Hayley casually grasped a 3-day old beer bottle and sipped the rest of the contents, "And *urp* if I refuse?"

"Well then have fun being stared and poked fun at by all the other fit and beautiful people you were once apart of while being sad about Jeff. FOREVER!"

She was taken aback, "Roger does have a point, but then again he was the cause of all of this. Perhaps this is one of his elaborate schemes", Hayley turned to her reflection in the mirror and noticed that she does look fatter without marijuana in her system clouding her mind. Then it struck her, “This is just what I need. If I could, through Roger, raise enough money. I’ll be able to fund a space program to find Jeff!!”

"Fine, Roger. We have a deal."

“Good and once this is all over you’ll have enough money to hire a certain personal trainer,” Roger smiled, shaking his newfound subject of profit’s hand, "But, for now let's get started with THIS."

From within the closet, Roger brings out a smorgasbord of mouth watering fatty foods.

"R-roger! This is easily enough food to feed a small African village for a night! I can't-."

"You're gonna have to if you don't want your nickname to be ‘fatty fatty two by four can't fit in the gym no more’."

"Fuck,” Hayley hoisted a chilidog to her mouth and spotted a pair of unwavering eyes at the window, “Can we at least do this where I won't be watched by creeps through the window?"

"What are you talking about?"

Hayley turned Roger's attention to the window to see Snot standing there, breathing heavily and smiling creepily, "Hi, Hayley! I’ll love you at any size!"

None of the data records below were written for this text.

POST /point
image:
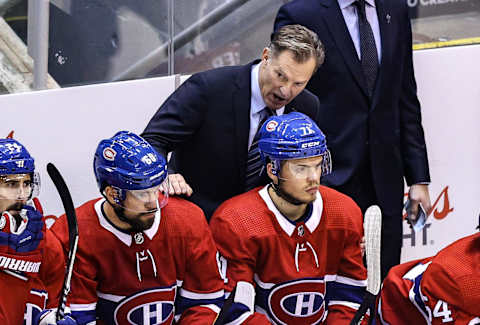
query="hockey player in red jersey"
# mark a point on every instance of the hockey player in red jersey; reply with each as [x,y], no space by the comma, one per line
[296,242]
[139,259]
[31,258]
[444,289]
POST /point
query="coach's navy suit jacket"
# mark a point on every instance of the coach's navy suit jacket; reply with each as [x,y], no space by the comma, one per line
[383,133]
[206,123]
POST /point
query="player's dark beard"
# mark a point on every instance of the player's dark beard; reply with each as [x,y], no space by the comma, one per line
[284,195]
[16,208]
[135,223]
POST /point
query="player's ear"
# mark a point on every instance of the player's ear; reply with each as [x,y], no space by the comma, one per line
[110,193]
[271,174]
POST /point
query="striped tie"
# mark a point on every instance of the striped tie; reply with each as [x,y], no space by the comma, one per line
[254,163]
[368,49]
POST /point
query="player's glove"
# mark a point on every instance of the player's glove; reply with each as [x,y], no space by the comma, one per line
[48,317]
[26,236]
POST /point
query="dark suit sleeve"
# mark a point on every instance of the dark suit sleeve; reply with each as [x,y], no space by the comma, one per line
[179,117]
[414,151]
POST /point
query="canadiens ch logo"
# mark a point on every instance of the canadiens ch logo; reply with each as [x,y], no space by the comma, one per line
[299,302]
[149,307]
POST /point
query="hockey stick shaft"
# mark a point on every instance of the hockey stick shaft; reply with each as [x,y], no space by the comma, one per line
[72,235]
[373,230]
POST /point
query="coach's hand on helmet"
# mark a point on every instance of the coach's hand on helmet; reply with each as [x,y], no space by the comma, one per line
[178,185]
[418,194]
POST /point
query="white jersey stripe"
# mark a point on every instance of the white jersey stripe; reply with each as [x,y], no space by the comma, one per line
[193,295]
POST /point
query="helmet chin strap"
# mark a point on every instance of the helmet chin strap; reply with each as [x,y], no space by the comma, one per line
[281,193]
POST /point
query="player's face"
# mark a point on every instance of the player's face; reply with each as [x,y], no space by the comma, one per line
[300,178]
[15,190]
[140,207]
[282,78]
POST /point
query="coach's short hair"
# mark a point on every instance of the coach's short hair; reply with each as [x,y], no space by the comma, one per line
[301,41]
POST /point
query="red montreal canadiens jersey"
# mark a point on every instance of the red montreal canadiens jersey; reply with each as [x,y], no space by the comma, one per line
[25,295]
[167,272]
[309,272]
[444,289]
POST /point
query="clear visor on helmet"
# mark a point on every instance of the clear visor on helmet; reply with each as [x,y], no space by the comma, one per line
[147,200]
[21,187]
[302,170]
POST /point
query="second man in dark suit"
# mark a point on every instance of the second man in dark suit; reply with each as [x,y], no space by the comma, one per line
[370,112]
[211,120]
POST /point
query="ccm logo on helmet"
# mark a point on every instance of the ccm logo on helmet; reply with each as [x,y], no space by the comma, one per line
[109,154]
[271,126]
[310,144]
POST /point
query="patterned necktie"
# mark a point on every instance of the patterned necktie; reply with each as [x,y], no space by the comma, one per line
[254,163]
[368,49]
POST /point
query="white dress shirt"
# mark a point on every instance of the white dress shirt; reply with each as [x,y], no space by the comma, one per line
[349,11]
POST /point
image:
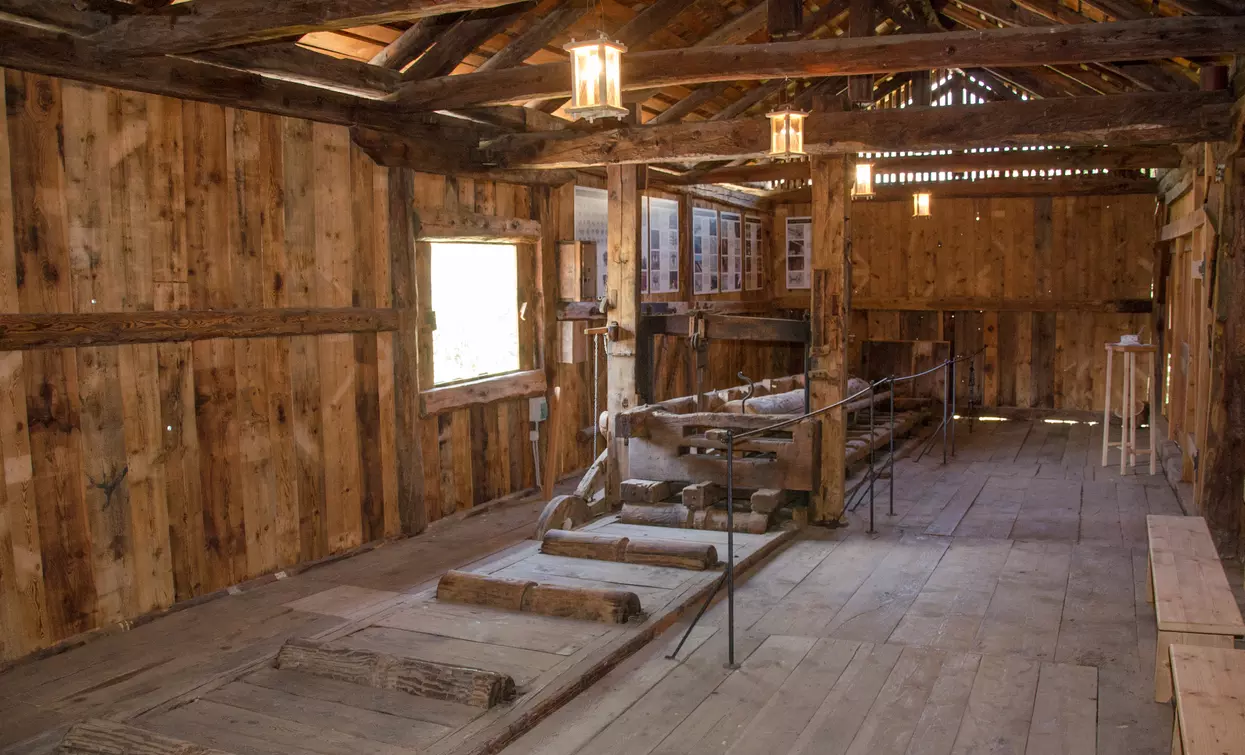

"Fine. Let's go to the attic."

Upon Hayley and Roger’s departure, Francine once again entered Hayley's room with a vacuum cleaner and a trash bag, "Honestly, I don't understand how she could live like this."

She tosses away a few bottles and scraped the veggie lover's pizza from the floor. Vacuuming next to the beanbag, the suction tube tapped an object "Huh? 'The Stoner's Cookbook'?" Francine opens it up and scans her eyes over the first few pages, "Wow! Scooby snacks? Bud Butter? Man that takes me back”, she spoke wistfully. A special compartment in the book opens and out falls a bag of kush with a phone number and name taped on it, “Hmm, Ernesto? Maybe it's time I starting paying ol’ mary-jane a visit."

Taken by surprise of the turn in events Snot rears his head towards the window and gasps on que, “Uh oh! The plot thickens! We’ll come back to this story after some time has passed, but for now enjoy some quality advertisements for companies that raise awareness about drug abuse.”